Wie die Forschung auf diesem Gebiet dazu beiträgt, die wichtigsten diesbezüglichen Fragen zu klären, darüber haben Maribel Rodríguez, Language Technology Deployment Manager bei RWS Moravia, und Dr. Joss Moorkens gesprochen. Dr. Joss Moorkens ist Assistant Professor an der School of Applied Language and Intercultural Studies der Dublin City University und forscht am ADAPT Centre und am Centre for Translation and Textual Studies. Er hat mehr als 40 Fachartikel und Kapitel zu den Themen Übersetzungstechnologie und deren Standardisierung, Post-Editing maschinell übersetzter Texte und Benutzerevaluation maschinell übersetzter Texte verfasst.
Ein Thema des Gesprächs war die Definition und Evaluation von Qualität.

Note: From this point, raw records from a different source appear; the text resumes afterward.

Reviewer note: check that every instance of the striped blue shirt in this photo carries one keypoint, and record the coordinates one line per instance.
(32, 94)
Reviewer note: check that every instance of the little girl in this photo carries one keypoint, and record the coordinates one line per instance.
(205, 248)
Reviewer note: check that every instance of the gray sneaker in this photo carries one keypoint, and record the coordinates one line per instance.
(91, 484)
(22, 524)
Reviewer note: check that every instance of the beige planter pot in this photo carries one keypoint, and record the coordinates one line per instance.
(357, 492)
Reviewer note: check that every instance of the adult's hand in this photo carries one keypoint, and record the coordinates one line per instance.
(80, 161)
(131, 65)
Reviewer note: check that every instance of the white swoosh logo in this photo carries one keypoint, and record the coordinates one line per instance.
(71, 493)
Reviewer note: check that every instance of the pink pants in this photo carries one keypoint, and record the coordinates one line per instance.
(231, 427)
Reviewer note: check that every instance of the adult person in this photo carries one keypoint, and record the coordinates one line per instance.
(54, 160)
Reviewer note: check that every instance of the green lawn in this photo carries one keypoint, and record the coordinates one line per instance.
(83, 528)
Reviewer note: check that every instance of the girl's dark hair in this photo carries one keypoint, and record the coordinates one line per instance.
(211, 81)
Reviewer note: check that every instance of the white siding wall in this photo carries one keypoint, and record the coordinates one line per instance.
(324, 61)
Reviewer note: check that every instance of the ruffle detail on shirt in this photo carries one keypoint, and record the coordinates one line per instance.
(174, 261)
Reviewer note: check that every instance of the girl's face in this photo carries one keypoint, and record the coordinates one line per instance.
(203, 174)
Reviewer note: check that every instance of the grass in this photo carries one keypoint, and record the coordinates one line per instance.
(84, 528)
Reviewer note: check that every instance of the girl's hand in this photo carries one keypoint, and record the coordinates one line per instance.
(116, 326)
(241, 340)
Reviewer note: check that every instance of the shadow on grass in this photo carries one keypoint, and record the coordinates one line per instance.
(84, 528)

MARIBEL RODRÍGUEZ (MR): Welchen Schwerpunkt setzt du in deiner Forschungsarbeit?
JOSS MOORKENS (JM): Meine Schwerpunkte sind Übersetzungstechnologien und der menschliche Umgang mit maschineller Übersetzung. Wir arbeiten an verschiedenen Benutzeroberflächen: eine für Mobilgeräte, eine mit Touch- und Sprachfunktionen und andere, die barrierefreien Zugang bieten sollen. Des Weiteren forschen wir zu Prozessen des MT-Post-Editings und der Übersetzung sowie zur Evaluation der linguistischen Qualität.
MR: Welche wichtigen Trends machst du bei der Evaluation linguistischer Qualität aus?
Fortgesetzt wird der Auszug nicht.